Bed Head: Prom Body

Prom Body’s latest album release may be more focused, but it’s no less fun

A simple workout, one that he'd done thousands of times, put Mike Fay on his back for two months. The creative force behind Prom Body, one of the most prominent Tucson bands of the past five years, moonlights a personal trainer. It was one ill-fated deadlift that herniated a pair of discs in Fay's back, leaving him stuck in bed and sidelining Prom Body's fall tour until he was fully recovered.

One would assume that Fay's time would be spent with a plethora of DVDs, cocooned under comforters with a bottle of ibuprofen at his side, but that's not what Fay did.

"I actually recorded an album in bed," he says.

Though those recording were primarily for one of his side projects, Pollution Salute, Fay's creative output rarely seems to slow down, back injuries be damned.

"I have keyboards and an acoustic guitar and a mixer and a laptop at my house," Fay says. "I just pulled everything in next to my bed, and I would lay down and hang my hands off the side of the bed, play keys and recorded six songs."

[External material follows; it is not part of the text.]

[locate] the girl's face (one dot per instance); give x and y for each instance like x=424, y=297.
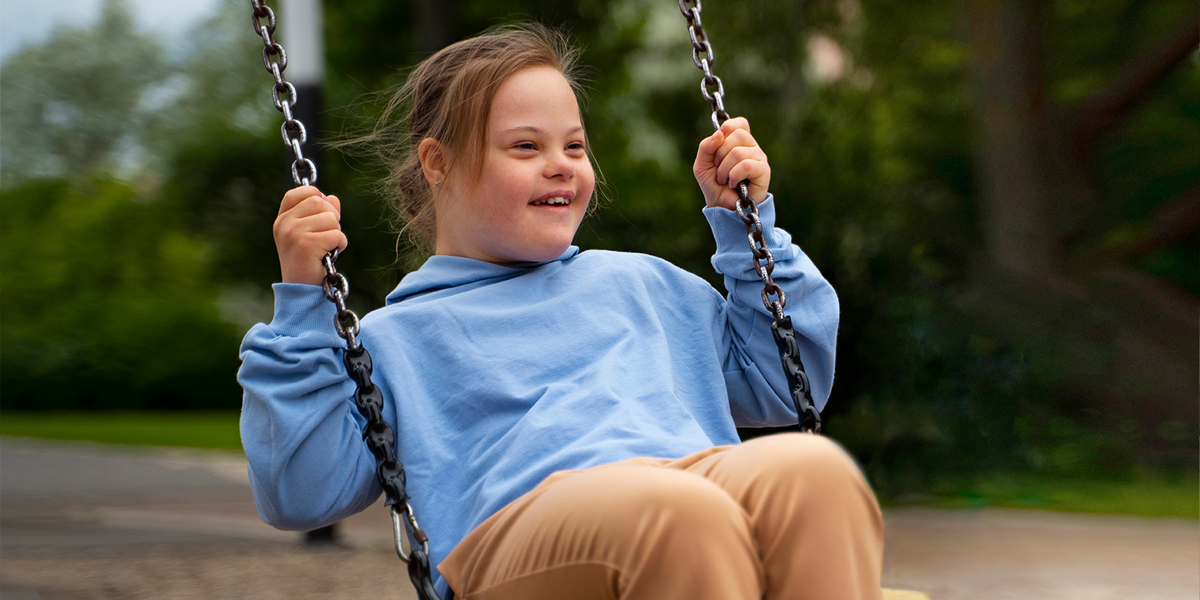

Prom Body's live drummer, Matt Baquet, has to laugh at this. In whatever permutation he takes on, Fay's finding some way to make something, even if he's bedridden (the title of this Pollution Salute EP will actually be Bedriddance, coming out on Prom Body live guitarist Ryan Chavira's Leisure Hive tape label). Post-injury, however, Fay's focused, talking about his weighty new angle to Prom Body songs.

"I'm a drummer by nature, so that's one thing on the [previous] albums where I was like 'Fuck, I wish that sounded better,'" he says. "I decided to write the whole album, do scratch tracks for the drums and then practice them for a couple weeks. I'm going to do all the drums in the studio and then mix it in the studio."

"Ultimate Worrier" is one of two songs on Prom Body's upcoming split tape with local post-hardcore act Hikokomori, which includes Prom Body's live guitarist Gilbert Flores among its members. Showcasing some of that more serious take Fay mentioned, the song opens with a hammered-and-bent guitar line, a chugging bass line and driving, tom-heavy drums that lift into an impressively catchy chorus. Fay's earworm pop sensibilities are all over the track, foiling the heaviness of the production's low end against playful lyrics and his higher register.

That dynamic, condensed into one song, is why Prom Body is one of the most beloved bands around at the moment. Their live shows are packed, they've been one of Noisey's darlings and there's a number of similarly-minded independent acts out that they can count as friends: Prom Body is just fucking fun, recorded or otherwise. Fay's outlook comes through in his music, a kind of rare transparency that's palpable regardless of the circumstance.

"Not to say that I go through life thinking that optimism is the only point of view or that nothing shitty happens, but that's just how I roll with stuff," he says. "I'm trying to keep it pretty lighthearted, even if I'm serious about it."